This project has received funding from the European Union’s Horizon 2020 research and innovation programme under the Marie Skłodowska-Curie Grant Agreement No. 956851.

Federica Giusti, PhD

Federica Giusti joined Janssen in 2018 as a Post-Doctoral Researcher in Dissolution Sciences. Since then, she has worked on the local GI delivery strategy and she also worked on dissolution method development and drug product characterization for different development projects.

Prior to joining Janssen, Federica graduated in chemistry and pharmaceutical technologies at the University of Camerino, Italy in 2015 and she obtained her PhD at the same University in chemical and pharmaceutical sciences and biotechnology with a main focus on food safety and quality in 2018.



Dissolution test strategies for colon-targeting drug products: concept screening and QC considerations​

Novel formulations enabling colon targeting delivery through oral administration represent for many reasons an encouraging evolution for patients such as for health care providers.

Pursuing different objectives at every stage of the drug lifecycle, dissolution testing is currently challenged to support the development and the manufacturing of the product by evaluating its API delivery performance directly to the colon via different mechanisms and ensure its consistent (batch) quality within a defined set of specification criteria.

The in vitro implementation of mechanisms that can play a crucial role hampering and modifying the drug uptake of the GI microenvironment (e.g. local pH, presence of enzymes), can help to develop new and better fitting dissolution strategies for these specific products. Given the different physicochemical and release characteristics, more unconventional apparatus (e.g. USP3, USP4), procedures, and techniques should be employed on a case-by-case basis.
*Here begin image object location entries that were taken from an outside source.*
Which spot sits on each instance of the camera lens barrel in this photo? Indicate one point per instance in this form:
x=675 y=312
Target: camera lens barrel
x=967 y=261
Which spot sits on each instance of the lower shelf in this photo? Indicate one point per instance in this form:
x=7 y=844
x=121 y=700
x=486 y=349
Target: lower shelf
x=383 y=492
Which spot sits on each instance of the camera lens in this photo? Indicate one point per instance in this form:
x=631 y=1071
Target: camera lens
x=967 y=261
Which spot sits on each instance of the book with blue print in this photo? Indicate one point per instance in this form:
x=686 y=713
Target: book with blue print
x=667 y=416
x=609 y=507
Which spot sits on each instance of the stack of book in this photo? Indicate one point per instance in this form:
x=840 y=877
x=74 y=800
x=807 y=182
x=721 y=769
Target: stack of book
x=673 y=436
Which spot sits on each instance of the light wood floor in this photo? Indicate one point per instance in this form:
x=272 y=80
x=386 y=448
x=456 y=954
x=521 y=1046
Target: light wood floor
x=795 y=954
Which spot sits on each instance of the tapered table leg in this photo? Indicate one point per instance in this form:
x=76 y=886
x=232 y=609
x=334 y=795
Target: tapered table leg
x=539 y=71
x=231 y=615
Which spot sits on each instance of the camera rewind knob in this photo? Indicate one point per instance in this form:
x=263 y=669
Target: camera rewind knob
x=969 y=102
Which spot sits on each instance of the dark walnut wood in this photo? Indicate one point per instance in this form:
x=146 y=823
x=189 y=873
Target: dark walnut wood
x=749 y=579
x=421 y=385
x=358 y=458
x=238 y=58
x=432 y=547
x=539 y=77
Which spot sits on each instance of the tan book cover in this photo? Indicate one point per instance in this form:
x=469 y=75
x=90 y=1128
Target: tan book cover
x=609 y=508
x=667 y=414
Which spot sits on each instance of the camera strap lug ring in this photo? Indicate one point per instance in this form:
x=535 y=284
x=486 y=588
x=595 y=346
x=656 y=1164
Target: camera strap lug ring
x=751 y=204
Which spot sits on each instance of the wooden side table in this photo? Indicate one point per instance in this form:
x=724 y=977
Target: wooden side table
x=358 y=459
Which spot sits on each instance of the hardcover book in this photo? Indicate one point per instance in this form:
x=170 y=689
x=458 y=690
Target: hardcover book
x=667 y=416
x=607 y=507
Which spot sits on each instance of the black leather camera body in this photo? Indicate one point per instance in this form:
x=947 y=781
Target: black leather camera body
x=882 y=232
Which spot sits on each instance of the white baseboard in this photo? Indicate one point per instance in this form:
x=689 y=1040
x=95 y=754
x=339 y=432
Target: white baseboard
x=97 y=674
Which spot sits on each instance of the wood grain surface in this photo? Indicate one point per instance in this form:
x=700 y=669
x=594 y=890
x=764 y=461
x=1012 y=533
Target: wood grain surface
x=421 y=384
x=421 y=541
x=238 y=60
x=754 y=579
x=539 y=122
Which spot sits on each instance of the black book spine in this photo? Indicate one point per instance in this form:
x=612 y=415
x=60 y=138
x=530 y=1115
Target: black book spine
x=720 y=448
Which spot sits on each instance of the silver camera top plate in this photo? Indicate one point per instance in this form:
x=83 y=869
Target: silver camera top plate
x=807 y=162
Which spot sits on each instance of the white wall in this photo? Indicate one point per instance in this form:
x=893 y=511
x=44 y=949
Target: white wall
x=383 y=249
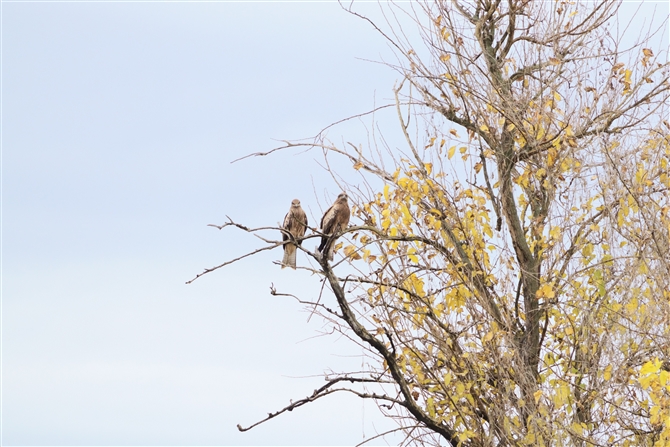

For in vitro evaluation of pH sensitive drug products, USP3 apparatus allows for a pH change throughout the dissolution test simulating the GI tract pH stages.

Since the increase in the bacteria population and in the associated enzymatic activities between the distal small intestine and the ascending colon, adding enzymes to compendial dissolution media can be potentially an effective and simpler tool to implement for the characterization of colon-targeting delivery formulation compared to commonly used approaches using fecal homogenate.

Nevertheless the X-ray tomography (Micro-CT), Raman imaging and IR spectroscopy, coupled with dissolution tests allow a better understanding or visualization of the intrinsic release mechanism from the drug product and clearly participate to a sound rational for the development of new formulations.